Despite a large number of structures in PDB, the total number of folds is limited (46). Proteins use these limited folds in different permutations to achieve a functional and mechanistic convergence for related activities. Functional convergence in several enzymes through conservation of active site residues despite completely different structures is a common feature in bacterial enzymes. For instance, despite completely different sequence and structure, family I and family II pyrophosphatases remain mechanistically analogous to each other through conservation of their active sites (32). Similar examples of convergent evolution to conserve their mechanisms mean that Trypsin- or subtilisin-families use the same catalytic triad for protein hydrolysis (47). Similarly, despite completely different three-dimensional structures, the active site and catalytic mechanism of topoisomerase and site-specific recombinases are similar (48).

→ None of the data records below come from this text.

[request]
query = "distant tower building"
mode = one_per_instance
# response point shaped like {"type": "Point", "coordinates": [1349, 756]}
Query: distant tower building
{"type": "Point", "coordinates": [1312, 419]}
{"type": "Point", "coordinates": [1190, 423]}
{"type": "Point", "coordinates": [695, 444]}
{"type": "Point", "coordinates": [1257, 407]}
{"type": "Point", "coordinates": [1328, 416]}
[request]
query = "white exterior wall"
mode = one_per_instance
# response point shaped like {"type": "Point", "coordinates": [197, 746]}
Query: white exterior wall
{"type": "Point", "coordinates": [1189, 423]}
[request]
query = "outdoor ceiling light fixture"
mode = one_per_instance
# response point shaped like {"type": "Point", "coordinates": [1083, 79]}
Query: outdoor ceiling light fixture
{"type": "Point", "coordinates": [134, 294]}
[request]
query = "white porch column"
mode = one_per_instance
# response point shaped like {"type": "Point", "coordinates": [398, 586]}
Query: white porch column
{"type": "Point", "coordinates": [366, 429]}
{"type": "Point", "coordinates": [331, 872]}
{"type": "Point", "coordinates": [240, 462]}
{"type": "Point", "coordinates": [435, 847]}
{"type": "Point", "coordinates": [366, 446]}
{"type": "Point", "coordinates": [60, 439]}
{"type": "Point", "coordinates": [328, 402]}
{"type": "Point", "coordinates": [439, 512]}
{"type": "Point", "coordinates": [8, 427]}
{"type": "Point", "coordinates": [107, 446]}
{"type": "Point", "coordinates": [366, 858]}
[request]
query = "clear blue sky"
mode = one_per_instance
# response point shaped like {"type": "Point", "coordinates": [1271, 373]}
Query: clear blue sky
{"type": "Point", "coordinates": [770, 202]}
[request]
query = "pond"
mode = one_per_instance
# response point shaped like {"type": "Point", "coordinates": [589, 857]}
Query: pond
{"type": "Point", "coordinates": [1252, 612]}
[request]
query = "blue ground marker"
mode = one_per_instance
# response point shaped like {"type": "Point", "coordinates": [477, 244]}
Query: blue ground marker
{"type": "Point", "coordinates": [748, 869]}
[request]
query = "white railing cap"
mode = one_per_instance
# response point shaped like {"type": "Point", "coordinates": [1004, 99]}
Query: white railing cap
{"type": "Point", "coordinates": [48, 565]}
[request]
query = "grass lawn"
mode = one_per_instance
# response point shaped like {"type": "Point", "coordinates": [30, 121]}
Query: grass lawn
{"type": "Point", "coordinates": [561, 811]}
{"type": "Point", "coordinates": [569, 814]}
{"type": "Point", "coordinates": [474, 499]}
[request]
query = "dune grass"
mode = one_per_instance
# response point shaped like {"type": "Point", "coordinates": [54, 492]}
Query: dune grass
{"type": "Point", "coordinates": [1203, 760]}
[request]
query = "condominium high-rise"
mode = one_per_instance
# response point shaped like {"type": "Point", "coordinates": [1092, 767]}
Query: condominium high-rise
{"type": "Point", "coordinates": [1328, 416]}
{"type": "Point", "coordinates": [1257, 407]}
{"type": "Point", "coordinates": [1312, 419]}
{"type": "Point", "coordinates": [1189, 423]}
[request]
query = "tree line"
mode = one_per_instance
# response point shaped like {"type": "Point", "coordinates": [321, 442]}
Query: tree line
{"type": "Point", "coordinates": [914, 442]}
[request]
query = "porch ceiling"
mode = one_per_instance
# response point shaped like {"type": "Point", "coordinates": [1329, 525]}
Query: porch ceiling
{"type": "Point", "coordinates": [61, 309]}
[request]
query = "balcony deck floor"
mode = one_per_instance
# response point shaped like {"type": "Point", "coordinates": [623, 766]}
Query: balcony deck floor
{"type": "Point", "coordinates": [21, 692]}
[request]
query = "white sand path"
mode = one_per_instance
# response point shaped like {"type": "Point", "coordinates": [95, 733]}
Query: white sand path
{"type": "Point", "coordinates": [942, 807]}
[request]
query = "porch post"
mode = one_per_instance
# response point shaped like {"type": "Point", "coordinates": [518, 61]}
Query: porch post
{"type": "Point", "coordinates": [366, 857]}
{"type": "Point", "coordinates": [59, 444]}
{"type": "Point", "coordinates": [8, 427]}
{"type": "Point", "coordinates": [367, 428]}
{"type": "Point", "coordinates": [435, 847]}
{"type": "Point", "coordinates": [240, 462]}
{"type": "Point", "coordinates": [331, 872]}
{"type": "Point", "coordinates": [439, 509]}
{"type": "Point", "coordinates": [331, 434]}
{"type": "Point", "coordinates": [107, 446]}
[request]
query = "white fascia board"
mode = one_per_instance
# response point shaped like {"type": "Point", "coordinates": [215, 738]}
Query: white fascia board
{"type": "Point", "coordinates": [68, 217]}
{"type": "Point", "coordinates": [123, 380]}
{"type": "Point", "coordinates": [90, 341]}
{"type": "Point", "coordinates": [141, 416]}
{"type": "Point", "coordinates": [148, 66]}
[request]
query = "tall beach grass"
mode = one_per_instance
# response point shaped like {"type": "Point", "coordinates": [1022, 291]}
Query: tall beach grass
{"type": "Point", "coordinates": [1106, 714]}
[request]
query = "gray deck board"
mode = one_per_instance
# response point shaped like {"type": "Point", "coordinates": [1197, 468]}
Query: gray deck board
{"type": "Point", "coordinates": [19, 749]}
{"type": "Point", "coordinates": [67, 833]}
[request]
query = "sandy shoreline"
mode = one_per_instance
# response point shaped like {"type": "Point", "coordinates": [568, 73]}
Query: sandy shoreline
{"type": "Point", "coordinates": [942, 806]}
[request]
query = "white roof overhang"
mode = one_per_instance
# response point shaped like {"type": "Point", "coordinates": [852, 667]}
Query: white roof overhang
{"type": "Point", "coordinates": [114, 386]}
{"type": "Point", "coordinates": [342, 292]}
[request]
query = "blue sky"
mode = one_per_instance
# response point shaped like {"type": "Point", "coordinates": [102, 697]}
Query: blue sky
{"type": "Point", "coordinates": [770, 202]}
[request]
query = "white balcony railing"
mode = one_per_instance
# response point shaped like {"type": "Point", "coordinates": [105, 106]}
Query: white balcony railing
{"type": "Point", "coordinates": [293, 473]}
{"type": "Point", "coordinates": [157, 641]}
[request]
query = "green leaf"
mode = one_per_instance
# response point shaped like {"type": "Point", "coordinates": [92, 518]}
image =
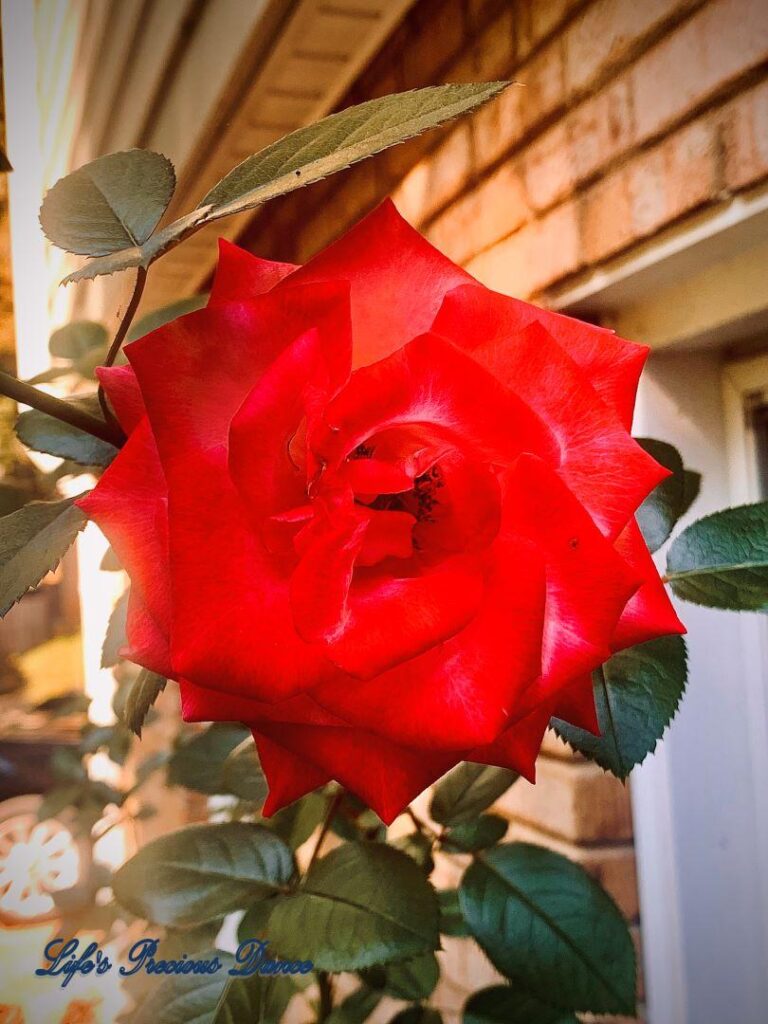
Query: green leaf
{"type": "Point", "coordinates": [691, 486]}
{"type": "Point", "coordinates": [296, 822]}
{"type": "Point", "coordinates": [77, 339]}
{"type": "Point", "coordinates": [109, 204]}
{"type": "Point", "coordinates": [355, 1009]}
{"type": "Point", "coordinates": [467, 791]}
{"type": "Point", "coordinates": [722, 560]}
{"type": "Point", "coordinates": [141, 255]}
{"type": "Point", "coordinates": [159, 317]}
{"type": "Point", "coordinates": [363, 903]}
{"type": "Point", "coordinates": [115, 638]}
{"type": "Point", "coordinates": [259, 998]}
{"type": "Point", "coordinates": [504, 1005]}
{"type": "Point", "coordinates": [637, 693]}
{"type": "Point", "coordinates": [477, 835]}
{"type": "Point", "coordinates": [199, 763]}
{"type": "Point", "coordinates": [339, 140]}
{"type": "Point", "coordinates": [452, 919]}
{"type": "Point", "coordinates": [412, 979]}
{"type": "Point", "coordinates": [45, 433]}
{"type": "Point", "coordinates": [33, 541]}
{"type": "Point", "coordinates": [202, 872]}
{"type": "Point", "coordinates": [184, 998]}
{"type": "Point", "coordinates": [549, 928]}
{"type": "Point", "coordinates": [416, 845]}
{"type": "Point", "coordinates": [417, 1015]}
{"type": "Point", "coordinates": [664, 506]}
{"type": "Point", "coordinates": [143, 692]}
{"type": "Point", "coordinates": [242, 774]}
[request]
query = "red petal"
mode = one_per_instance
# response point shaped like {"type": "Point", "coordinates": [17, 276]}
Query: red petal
{"type": "Point", "coordinates": [611, 365]}
{"type": "Point", "coordinates": [462, 692]}
{"type": "Point", "coordinates": [588, 584]}
{"type": "Point", "coordinates": [289, 775]}
{"type": "Point", "coordinates": [147, 643]}
{"type": "Point", "coordinates": [603, 466]}
{"type": "Point", "coordinates": [129, 504]}
{"type": "Point", "coordinates": [124, 393]}
{"type": "Point", "coordinates": [397, 281]}
{"type": "Point", "coordinates": [385, 776]}
{"type": "Point", "coordinates": [240, 275]}
{"type": "Point", "coordinates": [518, 747]}
{"type": "Point", "coordinates": [576, 704]}
{"type": "Point", "coordinates": [432, 383]}
{"type": "Point", "coordinates": [649, 612]}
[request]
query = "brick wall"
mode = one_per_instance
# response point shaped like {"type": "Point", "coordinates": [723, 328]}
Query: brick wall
{"type": "Point", "coordinates": [629, 118]}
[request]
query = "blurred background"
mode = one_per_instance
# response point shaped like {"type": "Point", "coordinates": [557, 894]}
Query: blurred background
{"type": "Point", "coordinates": [625, 180]}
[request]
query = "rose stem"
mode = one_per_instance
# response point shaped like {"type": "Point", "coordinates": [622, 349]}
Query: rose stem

NanoRNases achieve a functional conservation and multiple activities in a unique way. The three-dimensional structures of either the NTD or CTD of NrnA, RecJ and family II pyrophosphatases are very similar. The loss of exonuclease activity on DNA while retaining phosphodiesterase as well as phosphatase activity by the DHH domain (residues 1–211) of MSMEG_2630 suggests that the DHH domain confers activity while the DHHA1 domain confers substrate recognition in these proteins. However, completely different packing of the subunits in the three proteins results in recognition of different substrates in a highly specific manner. This is achieved through several minor alterations: (i) alternate packing of subunits via additional interactions in the N-terminal DHH domain, C-terminal DHHA1 domain and linker region of MSMEG_2630 against β-sheet extension in the N-terminal DHH domain of pyrophosphatases, giving rise to completely different quaternary structures. (ii) Extension of the linker between DHH and DHHA1 domains of MSMEG_2630, to enlarge the substrate binding cavity for binding of oligonucleotides. (iii) Insertion of an additional OB-fold between the DHH and DHHA1 domains of RecJ to enlarge domain interface forcing the protein to remain a monomer. Intriguingly, apart from the above modifications, all these proteins harbor structurally similar N-terminal DHH or C-terminal DHHA1/DHHA2 domains. Hence, through combinations of previously existing DHH and DHHA1 domains, nanoRNases achieve a new quaternary arrangement enabling it to achieve multiple functions in a mechanistically similar manner. This mode of conservation of mechanism is also evolutionarily advantageous to the cell by avoiding encoding of multiple folds in its genome.

CONCLUSIONS

Permutations of few available structural and sequence motifs are utilized by bacteria to achieve multiple, functionally distinct activities. The structure of MSMEG_2630 nanoRNase reveals a new way of oligomerization in exopolyphosphatase-like subunits to achieve a similar metal-dependent activity on longer oligonucleotide substrates.

ACCESSION NUMBERS

The coordinates of MSMEG_2630 have been deposited with PDB with the accession code 4LS9. Accession codes of other PDB IDs analyzed: 1DJL, 1D3V, 1G5B, 3W5W, 3DMA, 3DEV, 1IR6, 2ZXP, 1I74 and 3G98.

SUPPLEMENTARY DATA

Supplementary Data are available at NAR Online.

FUNDING

Council of Scientific and Industrial Research (CSIR) Project Grant [FAC-02 to B.T.]; Senior Research Fellowships from CSIR [to R.S., D.K., A.G.]; Department of Biotechnology (DBT), India (BM14 project) - a collaboration between DBT (India), EMBL and ESRF for data collection. Funding for open access charge: CSIR funds.

Conflict of interest statement. None declared.